Ivy posa les roses sur la banquette arrière. Tristan descendit de la voiture et en fit le tour pour lui ouvrir la portière.

— Est-ce que tu vas pouvoir marcher avec ces chaussures ? lui demanda-t-il en baissant les yeux vers ses pieds.

Elle fit un essai, mais ses talons hauts s’enfoncèrent aussitôt dans le sol boueux. Tristan la soutint sous les bras et elle éclata de rire.

— Je vais te porter, lui dit-il.

— Non, tu vas me laisser tomber !

— Pas avant d’être arrivé, lui répondit-il en la soulevant sur son épaule comme un sac de pommes de terre.

Riant toujours aux éclats, Ivy lui martela le dos.

— Mes cheveux ! Mes cheveux ! Pose-moi tout de suite !

Il obéit. Lentement, il la laissa glisser devant lui, tout contre lui, tandis que sa jupe se soulevait et que ses cheveux tombaient en cascade sur ses épaules.

— Ivy.

Il la serrait tant qu’elle sentit les frissons qui lui traversaient le corps.

— Ivy ? murmura-t-il.

Elle pressa sa bouche entrouverte contre son cou. D’un seul mouvement, ils tendirent la main vers la poignée et tirèrent la portière vers eux.

 

— Je n’aurais jamais pensé que la banquette arrière d’une voiture puisse être aussi romantique, dit Ivy en s’y adossant.

Elle sourit à Tristan, puis baissa les yeux vers les détritus amoncelés par terre.

— Tu pourrais peut-être enlever ta cravate de ce vieux gobelet.

Avec une moue de dégoût, Tristan attrapa la tasse Burger King dégoulinante et la jeta à l’avant. Puis il se rassit à côté d’Ivy.

— Ouh !

L’odeur de fleurs broyées emplit l’habitacle. Ivy éclata de rire.

— Qu’est-ce qu’il y a de si drôle ? lui demanda Tristan en sortant des roses écrasées de derrière son dos.

Il riait, lui aussi.

— Et si quelqu’un passait par là et remarquait le signe « Clergé » que ton père a collé sur le pare-chocs ?

Tristan jeta les fleurs sur le siège avant et attira Ivy à lui de nouveau. Il suivit du doigt la bretelle en soie de son caraco et lui embrassa tendrement l’épaule.

— Je leur dirais que j’étais avec un ange.

— Quel esprit !

— Ivy, je t’aime, murmura Tristan, soudain sérieux. Ivy le regarda, interdite.

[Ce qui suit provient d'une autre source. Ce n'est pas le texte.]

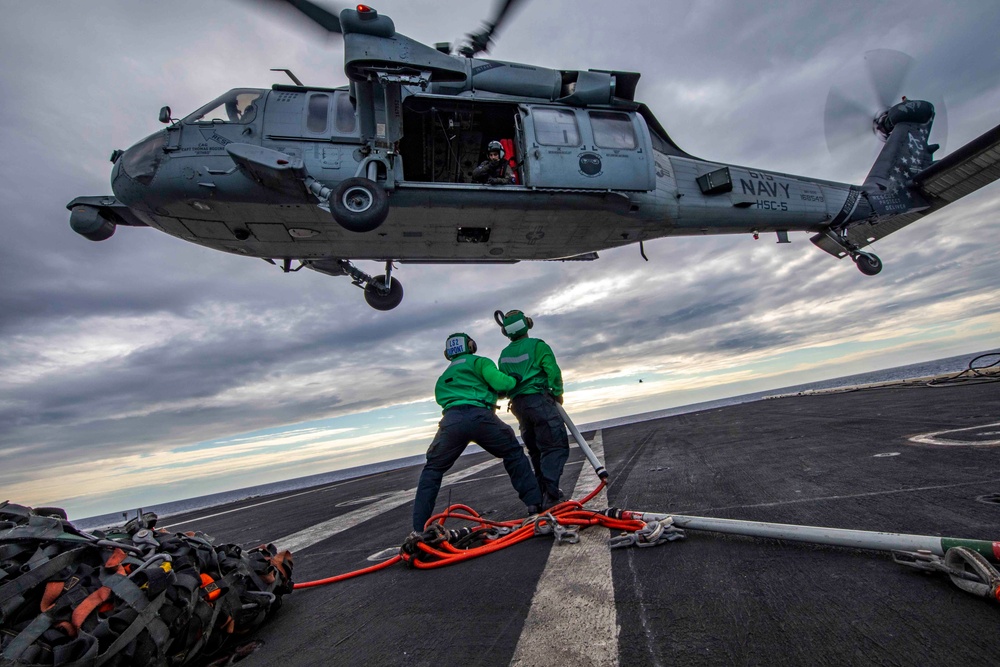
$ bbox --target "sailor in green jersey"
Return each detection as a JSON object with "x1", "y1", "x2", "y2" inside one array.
[
  {"x1": 494, "y1": 310, "x2": 569, "y2": 509},
  {"x1": 413, "y1": 333, "x2": 542, "y2": 532}
]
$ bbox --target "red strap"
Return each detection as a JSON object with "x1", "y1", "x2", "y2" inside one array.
[
  {"x1": 71, "y1": 586, "x2": 111, "y2": 628},
  {"x1": 104, "y1": 547, "x2": 126, "y2": 567},
  {"x1": 39, "y1": 581, "x2": 66, "y2": 611}
]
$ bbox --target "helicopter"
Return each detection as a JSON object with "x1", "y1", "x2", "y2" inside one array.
[{"x1": 67, "y1": 0, "x2": 1000, "y2": 311}]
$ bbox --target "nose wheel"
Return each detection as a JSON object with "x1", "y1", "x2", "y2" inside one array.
[
  {"x1": 365, "y1": 267, "x2": 403, "y2": 310},
  {"x1": 853, "y1": 251, "x2": 882, "y2": 276}
]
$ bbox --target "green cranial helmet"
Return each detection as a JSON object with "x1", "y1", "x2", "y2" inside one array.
[
  {"x1": 497, "y1": 310, "x2": 535, "y2": 340},
  {"x1": 444, "y1": 333, "x2": 477, "y2": 361}
]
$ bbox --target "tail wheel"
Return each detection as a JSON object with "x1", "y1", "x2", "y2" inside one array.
[
  {"x1": 854, "y1": 253, "x2": 882, "y2": 276},
  {"x1": 365, "y1": 276, "x2": 403, "y2": 310},
  {"x1": 330, "y1": 176, "x2": 389, "y2": 232}
]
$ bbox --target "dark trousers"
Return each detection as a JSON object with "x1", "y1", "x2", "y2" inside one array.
[
  {"x1": 413, "y1": 405, "x2": 542, "y2": 531},
  {"x1": 511, "y1": 394, "x2": 569, "y2": 500}
]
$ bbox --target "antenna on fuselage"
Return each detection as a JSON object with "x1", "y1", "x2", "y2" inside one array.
[{"x1": 271, "y1": 67, "x2": 304, "y2": 86}]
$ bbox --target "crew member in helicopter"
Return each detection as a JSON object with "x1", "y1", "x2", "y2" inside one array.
[
  {"x1": 493, "y1": 310, "x2": 569, "y2": 510},
  {"x1": 472, "y1": 141, "x2": 514, "y2": 185},
  {"x1": 413, "y1": 333, "x2": 542, "y2": 532}
]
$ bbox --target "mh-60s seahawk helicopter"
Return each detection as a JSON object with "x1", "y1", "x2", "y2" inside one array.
[{"x1": 68, "y1": 0, "x2": 1000, "y2": 310}]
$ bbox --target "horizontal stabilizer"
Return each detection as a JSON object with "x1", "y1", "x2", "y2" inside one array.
[
  {"x1": 913, "y1": 125, "x2": 1000, "y2": 202},
  {"x1": 810, "y1": 120, "x2": 1000, "y2": 257}
]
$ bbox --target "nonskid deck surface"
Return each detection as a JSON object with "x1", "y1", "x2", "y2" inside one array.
[{"x1": 162, "y1": 383, "x2": 1000, "y2": 665}]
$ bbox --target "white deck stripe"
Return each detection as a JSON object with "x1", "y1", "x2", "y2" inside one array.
[
  {"x1": 510, "y1": 431, "x2": 618, "y2": 667},
  {"x1": 274, "y1": 459, "x2": 500, "y2": 553}
]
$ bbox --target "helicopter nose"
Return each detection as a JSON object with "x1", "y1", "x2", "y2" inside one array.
[{"x1": 115, "y1": 130, "x2": 167, "y2": 185}]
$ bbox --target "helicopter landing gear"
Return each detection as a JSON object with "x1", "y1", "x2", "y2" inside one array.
[
  {"x1": 852, "y1": 251, "x2": 882, "y2": 276},
  {"x1": 365, "y1": 276, "x2": 403, "y2": 310},
  {"x1": 300, "y1": 258, "x2": 403, "y2": 310},
  {"x1": 330, "y1": 176, "x2": 389, "y2": 232},
  {"x1": 365, "y1": 261, "x2": 403, "y2": 310}
]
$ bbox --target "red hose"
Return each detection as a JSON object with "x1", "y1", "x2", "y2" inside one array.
[{"x1": 295, "y1": 480, "x2": 632, "y2": 589}]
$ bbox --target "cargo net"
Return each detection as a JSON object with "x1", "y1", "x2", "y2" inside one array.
[{"x1": 0, "y1": 502, "x2": 293, "y2": 667}]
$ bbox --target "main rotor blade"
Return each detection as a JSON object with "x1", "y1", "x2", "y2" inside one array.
[
  {"x1": 267, "y1": 0, "x2": 343, "y2": 34},
  {"x1": 459, "y1": 0, "x2": 522, "y2": 58},
  {"x1": 865, "y1": 49, "x2": 913, "y2": 110},
  {"x1": 823, "y1": 89, "x2": 875, "y2": 153}
]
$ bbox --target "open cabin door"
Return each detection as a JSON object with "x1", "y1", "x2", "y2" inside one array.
[{"x1": 519, "y1": 105, "x2": 656, "y2": 191}]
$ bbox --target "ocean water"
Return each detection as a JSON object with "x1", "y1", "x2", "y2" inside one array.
[{"x1": 73, "y1": 349, "x2": 1000, "y2": 530}]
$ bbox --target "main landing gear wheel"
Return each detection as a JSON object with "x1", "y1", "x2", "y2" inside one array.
[
  {"x1": 854, "y1": 252, "x2": 882, "y2": 276},
  {"x1": 365, "y1": 276, "x2": 403, "y2": 310},
  {"x1": 330, "y1": 176, "x2": 389, "y2": 232}
]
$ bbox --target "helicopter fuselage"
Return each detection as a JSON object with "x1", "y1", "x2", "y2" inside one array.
[
  {"x1": 68, "y1": 5, "x2": 976, "y2": 310},
  {"x1": 105, "y1": 86, "x2": 850, "y2": 262}
]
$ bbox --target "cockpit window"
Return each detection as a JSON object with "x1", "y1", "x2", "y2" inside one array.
[
  {"x1": 184, "y1": 88, "x2": 264, "y2": 124},
  {"x1": 532, "y1": 107, "x2": 580, "y2": 146},
  {"x1": 590, "y1": 111, "x2": 636, "y2": 149},
  {"x1": 333, "y1": 90, "x2": 358, "y2": 134}
]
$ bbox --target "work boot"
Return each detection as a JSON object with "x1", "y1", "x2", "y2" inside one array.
[{"x1": 542, "y1": 489, "x2": 565, "y2": 512}]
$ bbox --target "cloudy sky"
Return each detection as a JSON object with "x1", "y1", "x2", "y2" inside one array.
[{"x1": 0, "y1": 0, "x2": 1000, "y2": 517}]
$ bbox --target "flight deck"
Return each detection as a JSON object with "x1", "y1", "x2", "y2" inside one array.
[{"x1": 160, "y1": 382, "x2": 1000, "y2": 665}]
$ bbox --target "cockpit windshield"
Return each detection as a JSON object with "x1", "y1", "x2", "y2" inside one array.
[{"x1": 184, "y1": 88, "x2": 264, "y2": 124}]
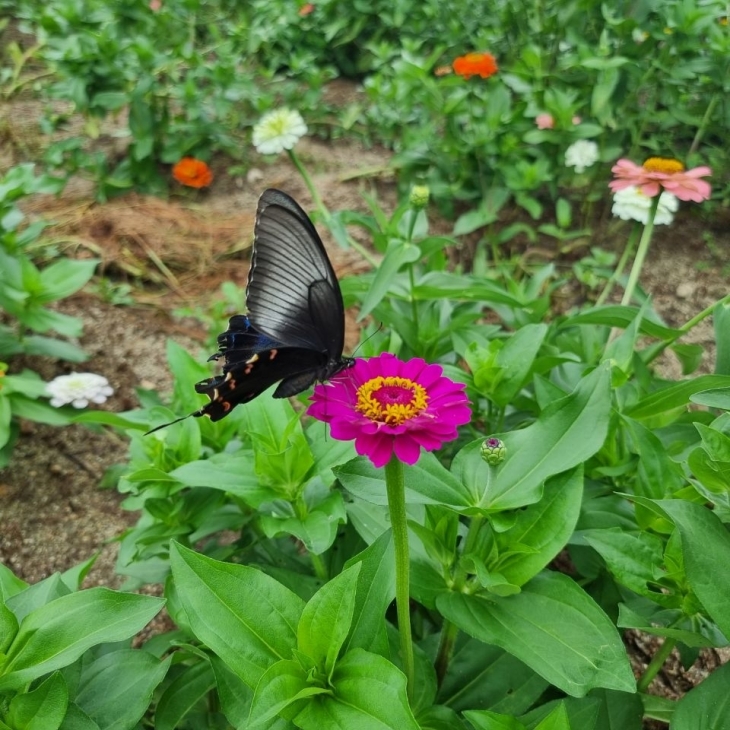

— Je ne joue pas, reprit Tristan. Je t’aime, Ivy Lyons, et un jour, tu me croiras.

Ivy l’enlaça et le serra fort contre elle.

— Moi aussi, Tristan Carruthers, souffla-t-elle dans son cou.

Ivy croyait Tristan et lui faisait confiance comme à personne. Viendrait le moment où elle aurait le courage de le dire tout haut : « Je t’aime, Tristan. » Elle le crierait par les fenêtres. Elle tendrait une banderole d’un bout à l’autre de la piscine.

Ils se redressèrent, réajustèrent leurs vêtements et repassèrent à l’avant. Ivy se remit à rire. Tristan la regarda en souriant tandis qu’elle essayait, en vain, de dompter sa toison de cheveux blonds. Ils redémarrèrent. La voiture cahota par-dessus les pierres et dans les ornières. Une fois parvenu sur la petite route étroite, Tristan accéléra.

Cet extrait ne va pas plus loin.